EIM maakte voor de berekeningen rond de snelle groeiers gebruik van gegevens uit gedeponeerde jaarrekeningen. De bron voor de Europese landen is AMADEUS van Bureau Van Dijk. Voor Japan werd een vergelijkbare database van Bureau Van Dijk gebruikt (JADE). Voor de VS heeft EIM gebruikgemaakt van de database COMPUSTAT van Standard & Poor's. Voor de VS kan een zekere bias optreden ten opzichte van de andere landen, omdat in de VS alleen de bedrijven moeten deponeren die genoteerd zijn aan één van de beurzen in de VS. ICT en industrie zijn er oververtegenwoordigd. Er wordt gedeponeerd bij de 'waakhond' SEC. Bij de andere landen wordt gedeponeerd in verband met de rechtsvorm en gedeeltelijk de omvang. Om het aandeel snelle groeiers te bepalen, is per land een selectie van bedrijven gemaakt. Als variabelen zijn meegenomen de omzet, de werkgelegenheid en de loonkosten.

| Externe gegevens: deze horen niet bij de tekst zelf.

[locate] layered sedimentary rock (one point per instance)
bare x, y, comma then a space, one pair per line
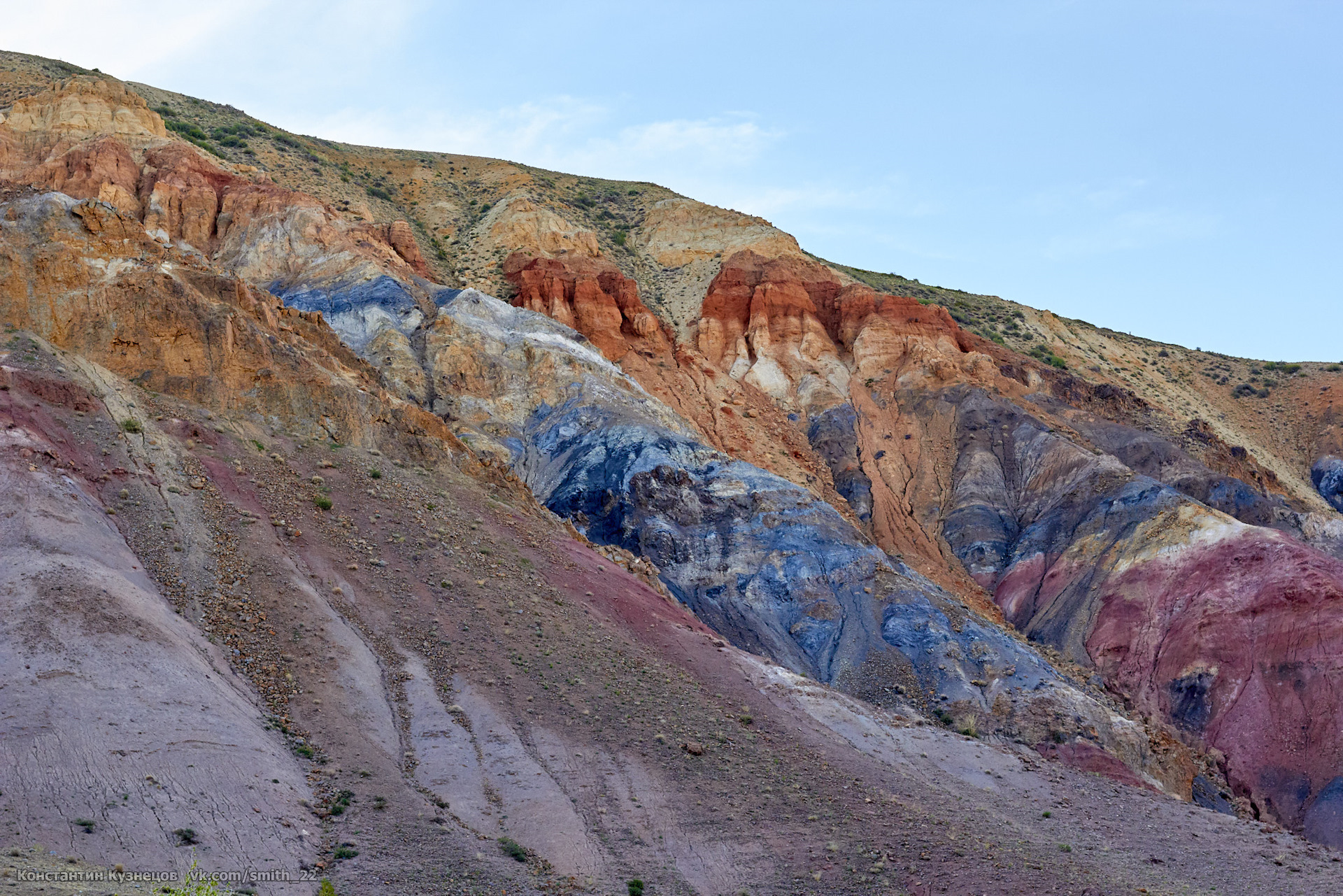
790, 414
765, 562
1049, 523
590, 296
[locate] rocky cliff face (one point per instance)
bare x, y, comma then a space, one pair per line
867, 487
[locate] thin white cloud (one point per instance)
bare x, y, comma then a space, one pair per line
1132, 230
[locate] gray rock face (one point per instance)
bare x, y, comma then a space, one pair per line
1327, 478
834, 436
772, 567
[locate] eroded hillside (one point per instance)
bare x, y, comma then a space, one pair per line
566, 571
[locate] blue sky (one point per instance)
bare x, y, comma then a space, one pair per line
1163, 169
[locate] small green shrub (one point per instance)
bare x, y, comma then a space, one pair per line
194, 886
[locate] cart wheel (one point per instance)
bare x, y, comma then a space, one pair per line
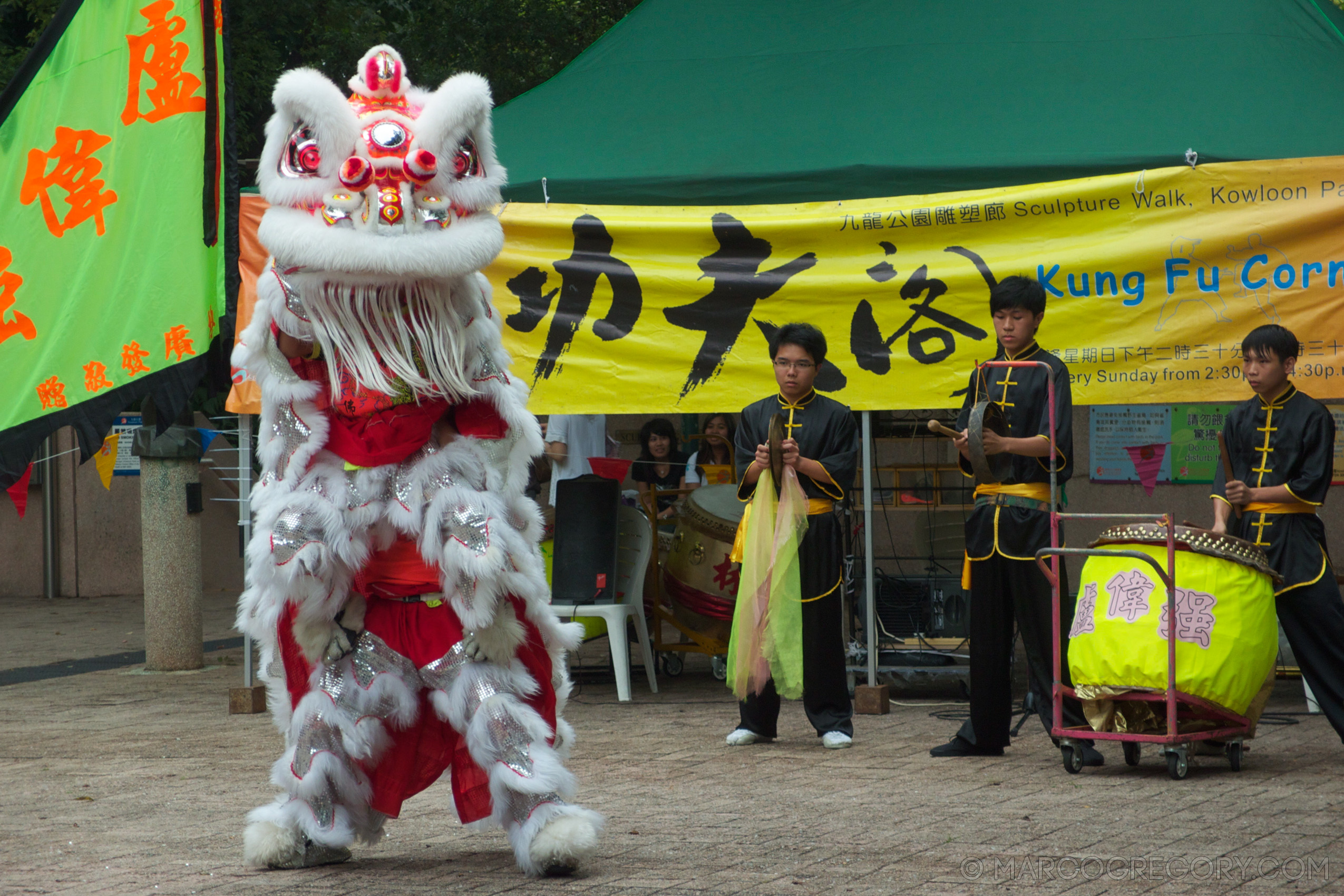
673, 664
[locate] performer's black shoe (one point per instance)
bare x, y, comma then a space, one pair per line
959, 746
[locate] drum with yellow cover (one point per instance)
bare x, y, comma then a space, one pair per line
1226, 628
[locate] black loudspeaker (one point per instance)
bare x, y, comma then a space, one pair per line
587, 520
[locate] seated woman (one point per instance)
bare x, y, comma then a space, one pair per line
713, 463
660, 464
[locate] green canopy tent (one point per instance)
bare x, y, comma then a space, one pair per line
773, 101
705, 102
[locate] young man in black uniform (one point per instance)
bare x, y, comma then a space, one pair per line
1281, 445
1010, 523
822, 445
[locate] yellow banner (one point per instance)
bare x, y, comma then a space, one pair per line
1152, 280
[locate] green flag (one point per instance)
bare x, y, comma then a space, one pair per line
111, 261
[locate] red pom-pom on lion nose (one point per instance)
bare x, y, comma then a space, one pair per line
421, 165
357, 172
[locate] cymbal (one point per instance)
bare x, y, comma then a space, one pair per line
778, 432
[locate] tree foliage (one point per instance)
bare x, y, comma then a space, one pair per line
515, 43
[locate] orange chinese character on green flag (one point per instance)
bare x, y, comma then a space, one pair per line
177, 340
133, 359
96, 376
76, 171
52, 394
10, 283
158, 55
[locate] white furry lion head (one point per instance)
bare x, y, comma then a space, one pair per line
381, 203
392, 160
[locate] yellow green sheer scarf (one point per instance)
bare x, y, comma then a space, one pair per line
768, 621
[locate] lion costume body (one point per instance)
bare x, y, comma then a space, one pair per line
395, 585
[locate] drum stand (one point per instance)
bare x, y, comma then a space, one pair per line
700, 642
1181, 707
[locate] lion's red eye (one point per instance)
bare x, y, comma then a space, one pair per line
467, 162
309, 158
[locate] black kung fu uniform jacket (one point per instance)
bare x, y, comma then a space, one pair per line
824, 430
1288, 441
1010, 528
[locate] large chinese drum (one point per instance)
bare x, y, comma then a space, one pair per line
1226, 629
699, 578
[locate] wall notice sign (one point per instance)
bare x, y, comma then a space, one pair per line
1194, 439
1187, 434
126, 464
1116, 427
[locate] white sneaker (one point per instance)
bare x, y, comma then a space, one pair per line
741, 738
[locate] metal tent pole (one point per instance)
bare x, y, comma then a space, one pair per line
869, 593
245, 519
50, 570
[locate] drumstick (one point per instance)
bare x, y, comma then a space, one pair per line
1228, 468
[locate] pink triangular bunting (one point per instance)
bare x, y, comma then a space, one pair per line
1148, 461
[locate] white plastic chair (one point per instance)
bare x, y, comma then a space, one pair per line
635, 544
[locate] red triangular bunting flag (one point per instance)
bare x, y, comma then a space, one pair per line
19, 492
1148, 461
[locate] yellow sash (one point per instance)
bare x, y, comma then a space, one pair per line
739, 539
1033, 491
1030, 491
1271, 507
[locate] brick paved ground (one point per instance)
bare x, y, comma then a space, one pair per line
123, 782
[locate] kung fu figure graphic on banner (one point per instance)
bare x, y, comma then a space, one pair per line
394, 570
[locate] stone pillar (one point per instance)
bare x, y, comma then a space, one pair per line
170, 507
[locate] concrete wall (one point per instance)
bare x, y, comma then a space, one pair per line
99, 531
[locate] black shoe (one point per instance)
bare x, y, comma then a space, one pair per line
959, 746
1092, 757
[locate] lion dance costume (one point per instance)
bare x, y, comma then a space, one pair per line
395, 583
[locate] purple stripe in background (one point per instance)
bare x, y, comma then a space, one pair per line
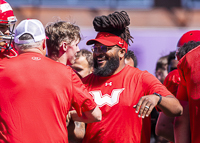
149, 43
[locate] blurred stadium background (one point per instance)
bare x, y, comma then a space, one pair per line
156, 25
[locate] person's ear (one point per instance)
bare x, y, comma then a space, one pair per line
122, 52
44, 45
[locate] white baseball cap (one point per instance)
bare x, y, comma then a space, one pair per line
30, 26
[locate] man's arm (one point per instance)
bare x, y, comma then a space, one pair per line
182, 125
76, 131
93, 115
165, 127
169, 105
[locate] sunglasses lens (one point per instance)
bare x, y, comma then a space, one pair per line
102, 49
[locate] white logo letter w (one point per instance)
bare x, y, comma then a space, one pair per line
102, 100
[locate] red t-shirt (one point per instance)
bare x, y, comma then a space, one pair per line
116, 95
36, 94
189, 67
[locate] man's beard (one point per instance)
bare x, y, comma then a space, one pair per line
108, 69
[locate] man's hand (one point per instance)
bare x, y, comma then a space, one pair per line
146, 105
69, 116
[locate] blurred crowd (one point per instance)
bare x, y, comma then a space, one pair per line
53, 91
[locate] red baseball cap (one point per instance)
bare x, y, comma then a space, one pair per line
108, 39
193, 35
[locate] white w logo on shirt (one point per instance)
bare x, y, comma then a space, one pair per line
102, 100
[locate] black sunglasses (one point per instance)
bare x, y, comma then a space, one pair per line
100, 48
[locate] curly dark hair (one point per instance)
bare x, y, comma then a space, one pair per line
59, 31
115, 23
187, 47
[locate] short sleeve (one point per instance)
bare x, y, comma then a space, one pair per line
82, 101
182, 93
172, 81
151, 85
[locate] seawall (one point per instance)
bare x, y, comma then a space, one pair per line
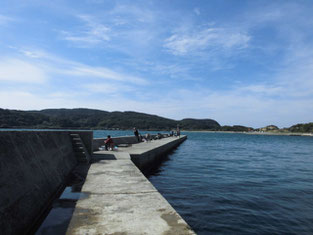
118, 199
33, 168
116, 196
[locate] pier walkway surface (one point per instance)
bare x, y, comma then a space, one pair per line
118, 199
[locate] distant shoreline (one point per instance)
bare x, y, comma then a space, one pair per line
257, 133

De absolute aantallen bedrijven per sector en grootteklasse zijn ontleend aan officiële statistieken. Voor Europa is dit 'New Cronos' van Eurostat; voor de Verenigde Staten de 'Census of Enterprises' van het U.S. Census Bureau en de US Small Busines Administration; voor Japan de 'Census of Enterprises' van het Japanse statistische bureau. - Aandeel zelfstandig ondernemerschap
- Onder zelfstandige ondernemers vallen onder andere werkgevers (met personeel), zelfstandigen zonder personeel (ZZP'ers) en onbetaald meewerkende gezinsleden (deze laatste groep komt vooral veel voor in kleinschalige landbouw en detailhandel). Directeuren op de loonlijst van grote bedrijven worden niet als zelfstandige ondernemers gezien. Een werkzame persoon is hier gedefinieerd als iemand van 15 jaar of ouder, die ten minste 1 uur per week betaald werk heeft verricht.
Bron: OECD, Factbook 2010.- Mannen
- Deel van mannelijke werkzame personen dat zelfstandig ondernemer is.
- Vrouwen
- Deel van vrouwelijke werkzame personen dat zelfstandig ondernemer is.